On the one hand, you’ve got to hand it to the Triad’s newest congressman. US Rep. Ted Budd came to Greensboro to face about 200 of his constituents last week, and by all reports he seemed to have taken his lumps for everything from the GOP’s healthcare debacle to unpopular budget cuts to the investigation into Russian involvement in the 2016 election.
Budd stood his ground, staying true to a Republican worldview that is, by today’s standards, moderate — extreme though they may be.
We learned that federal funding of Planned Parenthood and other women’s health organizations is a nonstarter with the congressman, as is an independent investigation into the Trump administration’s ties with Russia.
“I think the best we can hope for is bipartisan,” he told a constituent about the Russia probe.
But on the other hand, the format of the event— a “meet and greet” as opposed to the town hall that was initially advertised — was a sad joke.
Budd got creamed in Guilford County in the 2016 election by Democratic contender Bruce Davis — the only thing most of us knew about him was through the obnoxious billboards for his gun shop that he frequently places along Business 40. Davidson, Davie and Iredell counties gave Budd the election in a district rated as “safely Republican” by Ballotpedia. And the only reason he got the nomination at all was because it landed in a special June primary in which 17 Republican candidates ran and just 7.7 percent of the electorate participated. Budd got 20 percent of that vote — and a crucial endorsement by the conservative Club for Growth PAC — to beat Guilford County Rep. John Blust and Guilford County Commissioner Hank Henning by just 3,000 votes. Even Vernon Robinson managed to pull almost 1,000 votes in that race.
This is how we now elect our representatives to the US Congress in this part of North Carolina.
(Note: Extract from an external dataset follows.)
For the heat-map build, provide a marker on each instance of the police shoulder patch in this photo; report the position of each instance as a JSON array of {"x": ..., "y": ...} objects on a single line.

Budd hardly has a mandate here in the third-largest county in the state. And his interaction with voters here seemed designed to placate, to work his undeniable charm, to avoid the embarrassing town-hall gaffes that can go viral and be fatal to a re-election campaign.
So now the county with the largest share of constituents in Budd’s district knows that the congressman is good at cocktail parties. And that, like any good pitchman, he can take the abuse with a smile — or at least a good-natured grimace.